For flavor during aging, turn to oak barrels or oak chips. Barrels are the best choice, Michael says, since they breathe during aging and impart additional characteristics to the wine. If you want to devote that kind of money and time to your homemade wine, ask about barrels at your home winemaking shop or favorite mail-order business. A new 15-gallon French oak barrel might cost as much as $300; some stores offer reconditioned barrels for less (The Barrel Shop in Napa Valley, for example, sells a five-gallon barrel for $155, not including shipping).
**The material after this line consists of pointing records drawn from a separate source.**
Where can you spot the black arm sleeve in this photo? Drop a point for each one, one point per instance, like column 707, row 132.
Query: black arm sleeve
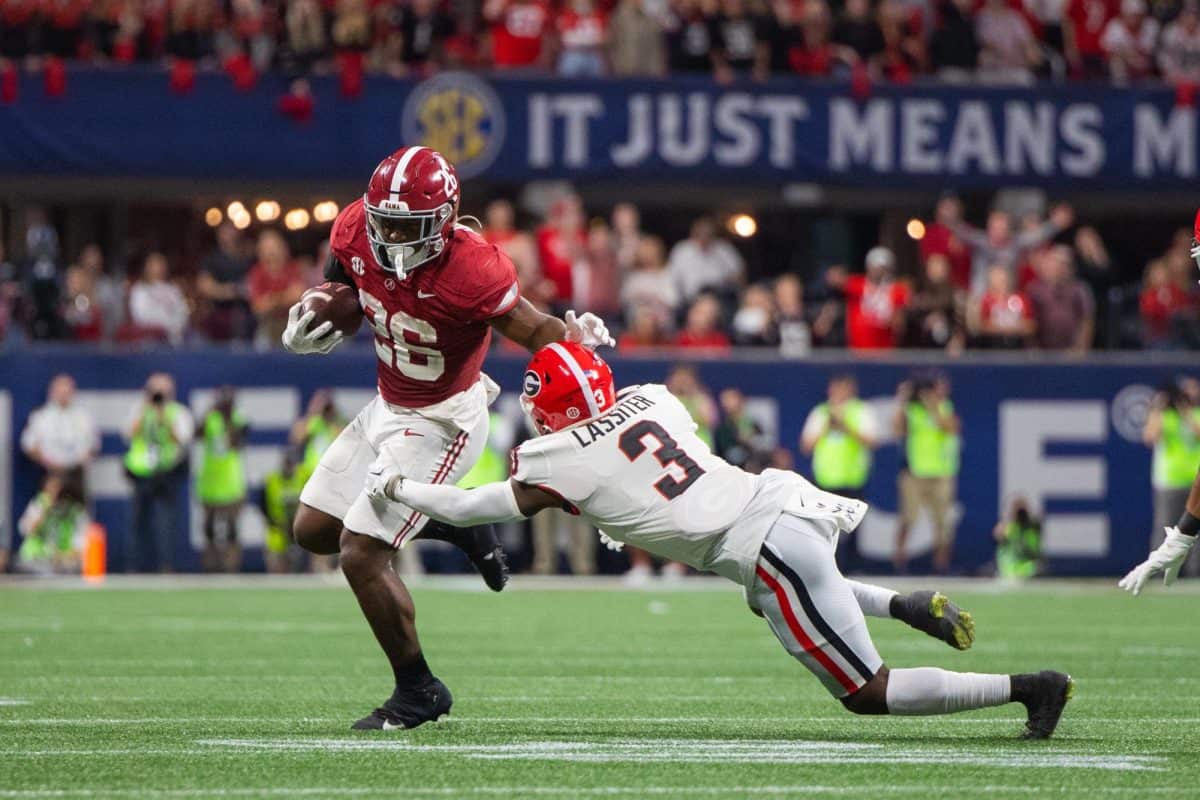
column 336, row 272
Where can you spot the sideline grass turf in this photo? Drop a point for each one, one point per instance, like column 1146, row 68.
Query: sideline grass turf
column 571, row 693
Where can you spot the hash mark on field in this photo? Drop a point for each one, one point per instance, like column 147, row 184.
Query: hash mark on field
column 708, row 751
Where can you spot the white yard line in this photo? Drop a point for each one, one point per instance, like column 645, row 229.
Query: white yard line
column 612, row 791
column 457, row 720
column 471, row 583
column 694, row 751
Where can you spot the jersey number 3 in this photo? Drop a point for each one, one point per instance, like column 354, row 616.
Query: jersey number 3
column 669, row 452
column 399, row 340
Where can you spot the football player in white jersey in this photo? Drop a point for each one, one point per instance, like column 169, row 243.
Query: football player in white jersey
column 1169, row 557
column 633, row 465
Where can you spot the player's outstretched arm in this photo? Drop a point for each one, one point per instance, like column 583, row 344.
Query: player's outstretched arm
column 534, row 330
column 499, row 501
column 1170, row 555
column 298, row 338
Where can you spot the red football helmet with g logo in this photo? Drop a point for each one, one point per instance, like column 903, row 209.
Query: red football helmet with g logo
column 411, row 205
column 565, row 384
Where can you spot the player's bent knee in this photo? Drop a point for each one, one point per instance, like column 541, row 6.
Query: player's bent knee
column 316, row 530
column 363, row 557
column 871, row 697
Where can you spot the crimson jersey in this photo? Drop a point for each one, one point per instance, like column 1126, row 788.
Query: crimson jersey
column 431, row 329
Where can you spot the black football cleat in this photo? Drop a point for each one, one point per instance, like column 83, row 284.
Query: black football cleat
column 409, row 709
column 935, row 614
column 1044, row 696
column 481, row 546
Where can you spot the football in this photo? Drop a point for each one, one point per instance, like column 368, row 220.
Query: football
column 335, row 302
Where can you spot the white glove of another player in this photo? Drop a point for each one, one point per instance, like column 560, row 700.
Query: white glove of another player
column 382, row 482
column 587, row 329
column 1167, row 559
column 611, row 543
column 298, row 338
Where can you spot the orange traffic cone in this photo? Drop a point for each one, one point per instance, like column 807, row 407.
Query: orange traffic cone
column 95, row 559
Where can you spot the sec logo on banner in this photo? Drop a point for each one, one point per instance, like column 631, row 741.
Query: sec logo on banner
column 460, row 116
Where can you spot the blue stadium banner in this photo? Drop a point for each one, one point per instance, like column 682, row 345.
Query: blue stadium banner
column 688, row 130
column 1065, row 435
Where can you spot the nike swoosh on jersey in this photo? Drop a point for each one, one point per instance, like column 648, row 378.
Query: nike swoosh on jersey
column 509, row 298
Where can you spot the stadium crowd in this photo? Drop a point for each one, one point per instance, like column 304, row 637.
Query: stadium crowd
column 893, row 40
column 1018, row 282
column 839, row 435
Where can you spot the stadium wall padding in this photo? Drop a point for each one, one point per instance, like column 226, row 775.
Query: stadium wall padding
column 1066, row 434
column 129, row 122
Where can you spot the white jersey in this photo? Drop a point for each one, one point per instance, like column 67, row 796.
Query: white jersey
column 642, row 476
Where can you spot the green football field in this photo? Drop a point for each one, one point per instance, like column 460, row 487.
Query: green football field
column 234, row 691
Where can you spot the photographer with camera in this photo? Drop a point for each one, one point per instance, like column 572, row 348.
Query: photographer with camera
column 221, row 485
column 159, row 432
column 840, row 435
column 1173, row 429
column 925, row 420
column 1018, row 542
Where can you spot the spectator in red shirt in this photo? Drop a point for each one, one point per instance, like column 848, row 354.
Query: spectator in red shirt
column 941, row 240
column 643, row 332
column 875, row 304
column 519, row 31
column 702, row 331
column 809, row 49
column 1129, row 41
column 904, row 43
column 561, row 244
column 1162, row 301
column 1063, row 307
column 1003, row 318
column 499, row 229
column 274, row 284
column 81, row 308
column 1083, row 30
column 582, row 36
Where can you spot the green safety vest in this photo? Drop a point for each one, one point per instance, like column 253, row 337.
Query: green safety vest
column 57, row 534
column 281, row 497
column 318, row 435
column 839, row 459
column 1017, row 557
column 933, row 452
column 702, row 431
column 222, row 480
column 153, row 450
column 1177, row 452
column 491, row 467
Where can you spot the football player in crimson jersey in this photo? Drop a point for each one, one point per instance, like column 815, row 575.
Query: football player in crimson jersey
column 633, row 465
column 433, row 290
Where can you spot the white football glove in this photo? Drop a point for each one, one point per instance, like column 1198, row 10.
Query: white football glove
column 382, row 482
column 587, row 329
column 1168, row 558
column 298, row 338
column 611, row 543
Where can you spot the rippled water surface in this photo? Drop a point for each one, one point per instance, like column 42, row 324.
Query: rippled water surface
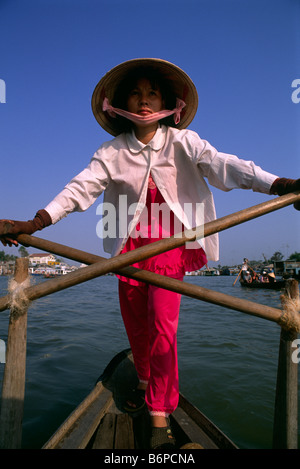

“But oak chips are a decent alternative,” Michael adds. “The final effect isn’t the same, but they work really well for the home winemaker.” And chips are easy to use. Add them to your aging vessel and rack the wine onto the chips after fermentation. The instructions on the package will tell you how much to use (usually about 1/2 pound of chips for every 100 gallons of wine). For a smaller batch, this equates to .03125 pounds of chips (less than an ounce) for 6.25 gallons of wine. Remember the winemaking mantra: You can always add more chips if you need more oak, but you can never take the oak away once it has worked its way into your wine.

How long you should leave your wine on the oak is a matter of taste. A week might be too little; a month might be too long. Sample your aging wine often, and rack it as soon as you reach your desired flavor. When in question, rack and let it sit. After several days and various tastings, if you think you need more oak, add it immediately.

Avoid Exploding Bottles

Finally, Michael shares an excellent safety tip for people who make sparkling wine: Never use an old bottle, especially if it has been under pressure before. “The fact is,” he explains, “that you’re courting danger whenever you reuse bottles that already have been pressurized. Pressure makes them more fragile and extremely dangerous. Carbonation could cause an old bottle to simply explode.”

Having shared his practical home-winemaking tips, Michael reverts to a bit of Zen-like advice. “Remember that you’re trying to make the best wine possible with the materials that you have,” he says. “Be happy making the best you can make, but don’t be sad if it isn’t the greatest wine on earth.” Could there be a better tip? Probably not. Now pass the wine.